The use of substances as medicine goes back before the history books. Even animals have been known to play with mildly toxic substances that researchers can only presume to be pleasurable, or ingest plants that are known to be medicinal.
It should come as no surprise, then, that many people self-medicate for many mental illnesses with marijuana. People taking marijuana for depression, anxiety, bipolar, and even attention-deficit (hyperactivity) disorder (ADHD) have been cited in the literature. The connection between mood and marijuana usage can be posited to begin in the teenage years, when teens first start making a connection—however subliminal—between their emotions and marijuana use. Older marijuana users have described how marijuana eases the symptoms of their ADHD, although it should be noted that, in the study, most of them did not have an official diagnosis (the study was done in Norway, which has far more stringent rules for diagnosing people with ADHD than in the US).

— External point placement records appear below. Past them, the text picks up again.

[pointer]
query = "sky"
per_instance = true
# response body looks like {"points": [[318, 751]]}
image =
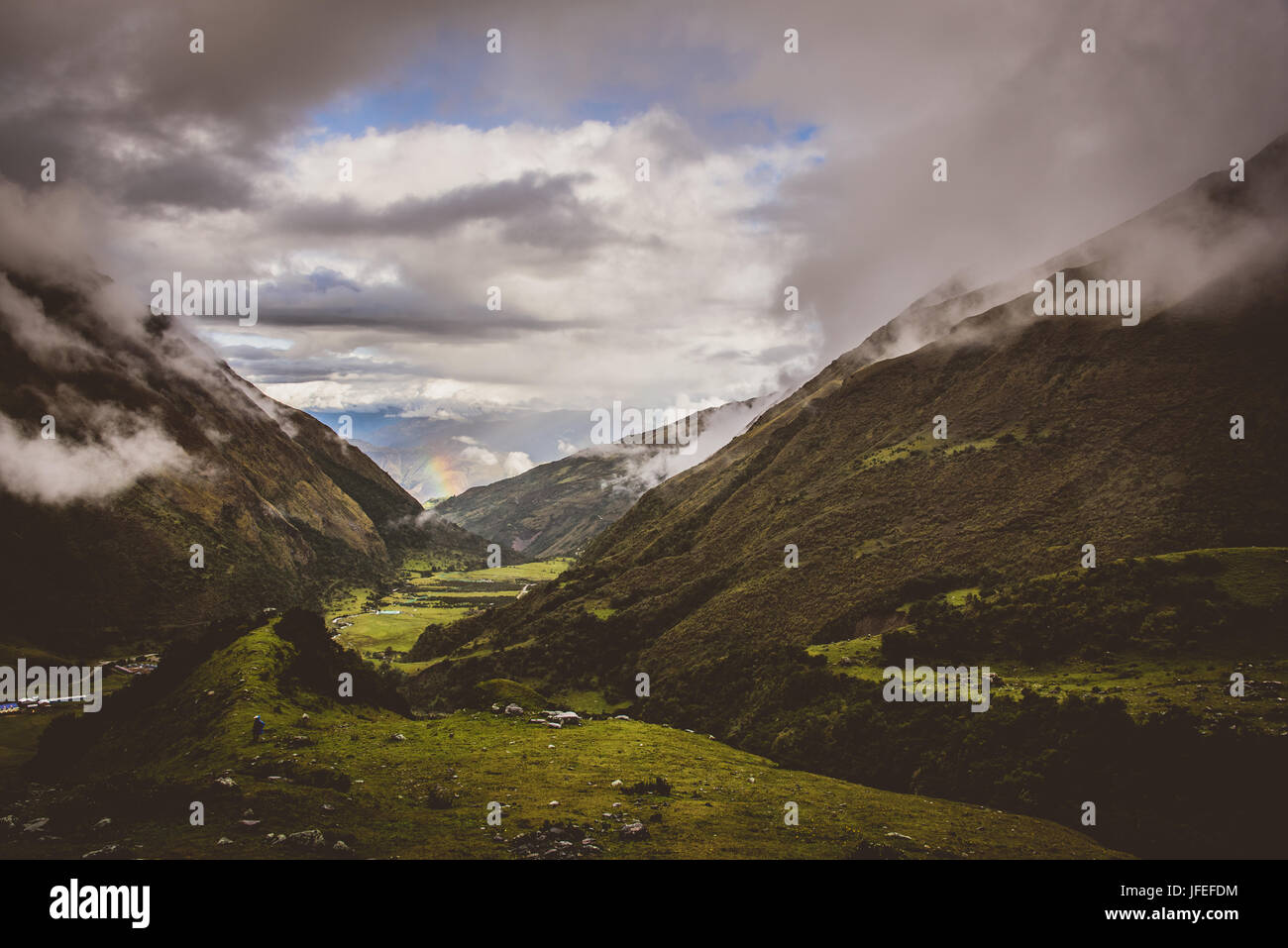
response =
{"points": [[518, 170]]}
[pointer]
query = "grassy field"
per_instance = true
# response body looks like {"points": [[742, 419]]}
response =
{"points": [[1147, 682], [387, 786], [421, 597]]}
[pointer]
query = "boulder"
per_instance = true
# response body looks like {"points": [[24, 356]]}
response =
{"points": [[632, 831], [307, 839]]}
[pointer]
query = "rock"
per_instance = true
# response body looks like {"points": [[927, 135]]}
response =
{"points": [[632, 831], [307, 839]]}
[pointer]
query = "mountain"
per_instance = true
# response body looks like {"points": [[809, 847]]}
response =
{"points": [[442, 455], [331, 771], [1060, 432], [156, 447], [555, 509]]}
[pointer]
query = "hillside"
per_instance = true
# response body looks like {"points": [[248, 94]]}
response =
{"points": [[160, 446], [557, 507], [385, 786], [1061, 432]]}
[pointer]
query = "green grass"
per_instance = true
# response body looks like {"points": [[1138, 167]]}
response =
{"points": [[1146, 682], [724, 802], [424, 600]]}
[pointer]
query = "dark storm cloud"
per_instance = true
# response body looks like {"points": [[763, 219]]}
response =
{"points": [[1046, 145], [535, 209]]}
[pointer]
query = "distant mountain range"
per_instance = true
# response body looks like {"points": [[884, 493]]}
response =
{"points": [[159, 447], [555, 509], [840, 509]]}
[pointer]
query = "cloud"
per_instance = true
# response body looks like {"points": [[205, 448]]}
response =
{"points": [[59, 472], [516, 170]]}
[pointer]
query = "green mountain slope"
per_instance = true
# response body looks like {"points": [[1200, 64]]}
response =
{"points": [[160, 446], [1061, 432], [386, 786]]}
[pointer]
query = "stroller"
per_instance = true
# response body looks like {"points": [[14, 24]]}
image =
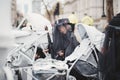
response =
{"points": [[85, 58]]}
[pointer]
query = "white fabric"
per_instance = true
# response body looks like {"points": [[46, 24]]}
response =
{"points": [[96, 37], [38, 22], [80, 50]]}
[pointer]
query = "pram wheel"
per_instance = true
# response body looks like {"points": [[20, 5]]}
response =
{"points": [[71, 78]]}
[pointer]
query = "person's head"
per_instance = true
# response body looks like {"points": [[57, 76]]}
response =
{"points": [[62, 29]]}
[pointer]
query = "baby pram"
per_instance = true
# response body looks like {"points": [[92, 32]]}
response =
{"points": [[86, 56]]}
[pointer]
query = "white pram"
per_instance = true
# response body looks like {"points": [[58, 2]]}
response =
{"points": [[86, 55], [84, 58]]}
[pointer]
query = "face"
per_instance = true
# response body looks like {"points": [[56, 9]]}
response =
{"points": [[63, 30]]}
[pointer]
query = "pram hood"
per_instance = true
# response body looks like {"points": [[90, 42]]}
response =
{"points": [[88, 35], [96, 37]]}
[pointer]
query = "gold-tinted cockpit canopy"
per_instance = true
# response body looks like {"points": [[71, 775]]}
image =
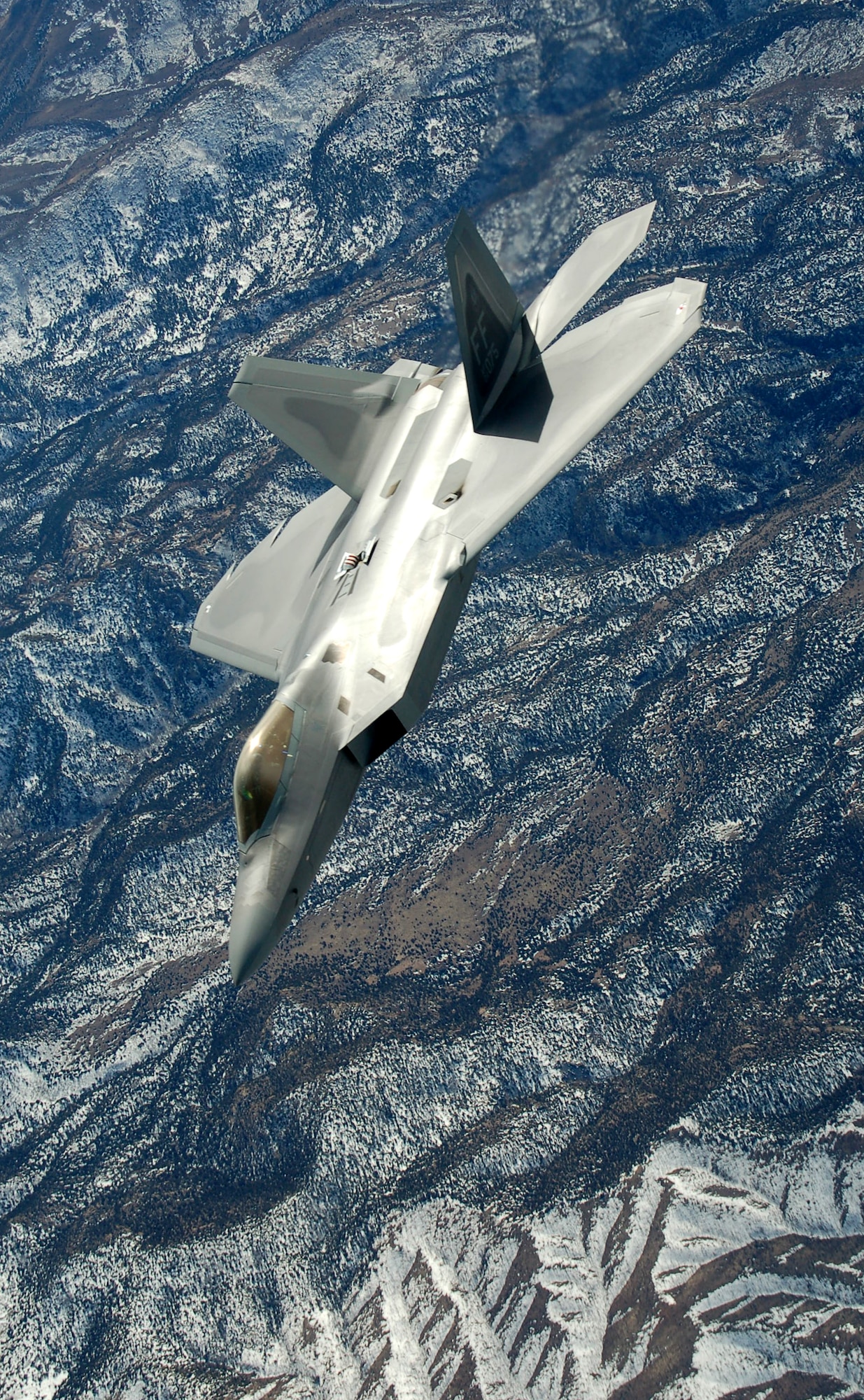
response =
{"points": [[263, 772]]}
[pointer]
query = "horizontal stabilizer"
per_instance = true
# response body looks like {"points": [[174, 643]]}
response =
{"points": [[332, 418], [508, 387], [585, 272], [593, 370], [252, 618]]}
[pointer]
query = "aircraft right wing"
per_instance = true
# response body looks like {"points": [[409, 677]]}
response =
{"points": [[329, 416], [250, 618], [585, 272], [593, 370]]}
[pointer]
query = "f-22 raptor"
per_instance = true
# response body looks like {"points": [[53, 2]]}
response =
{"points": [[350, 606]]}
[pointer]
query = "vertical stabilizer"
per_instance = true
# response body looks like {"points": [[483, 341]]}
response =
{"points": [[508, 387]]}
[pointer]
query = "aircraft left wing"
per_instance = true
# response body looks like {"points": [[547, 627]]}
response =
{"points": [[329, 416], [593, 370], [252, 617]]}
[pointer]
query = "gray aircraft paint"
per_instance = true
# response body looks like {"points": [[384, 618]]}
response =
{"points": [[351, 604]]}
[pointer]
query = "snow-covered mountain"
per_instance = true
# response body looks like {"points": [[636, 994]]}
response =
{"points": [[557, 1087]]}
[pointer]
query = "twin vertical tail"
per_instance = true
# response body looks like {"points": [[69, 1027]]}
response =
{"points": [[508, 387]]}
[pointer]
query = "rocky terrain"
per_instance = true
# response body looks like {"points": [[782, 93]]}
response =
{"points": [[557, 1086]]}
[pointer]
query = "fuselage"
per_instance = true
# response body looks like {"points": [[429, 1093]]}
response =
{"points": [[362, 626]]}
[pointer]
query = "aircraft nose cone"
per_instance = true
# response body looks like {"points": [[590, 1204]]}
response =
{"points": [[250, 939]]}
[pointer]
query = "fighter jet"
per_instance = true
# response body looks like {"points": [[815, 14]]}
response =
{"points": [[350, 604]]}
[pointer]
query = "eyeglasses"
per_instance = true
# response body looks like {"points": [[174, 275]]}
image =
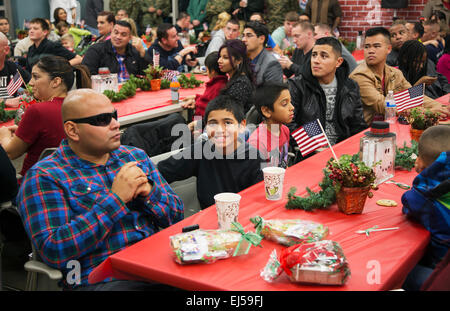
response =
{"points": [[102, 119]]}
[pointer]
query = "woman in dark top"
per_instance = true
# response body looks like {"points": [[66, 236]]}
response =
{"points": [[418, 69], [233, 60]]}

The unmet need for mental health care is associated with an increase in marijuana use, but mental health care use is not associated with a decrease in marijuana use. In particular, marijuana use and depression are intricately linked; marijuana use is associated with an increase in suicidal ideation and unplanned suicide attempts, but the study, as it was done, could not confirm that marijuana exacerbated these symptoms of major depressive disorder or caused them to begin with. The link between chronic stress and depression is well-established. In many cases, people use marijuana to deal with chronic stress, and it’s not hard to imagine that a little dose would feel good after a long and tiring day or week. Chronic stress is known to downregulate the endocannabinoid system, the system that helps a person cope with stress, and one way to upregulate the system is to ingest a cannabinoid. For bipolar disorder, interestingly enough, marijuana use is associated with a positive affect (broadly defined as “being able to feel or experience emotions”; the numbness that characterizes depression is negative affect), and not negative affect, which the researchers interpreted as “non-self-medicating behavior”.
It would seem that marijuana does have some ability to affect how we deal with mental illnesses. However, as with all medications, a pharmacological fix is only half the solution. Dealing with the underlying issues—the stressors, the situations, etc.—that brought on the depression is something that not even the most powerful drug can fix.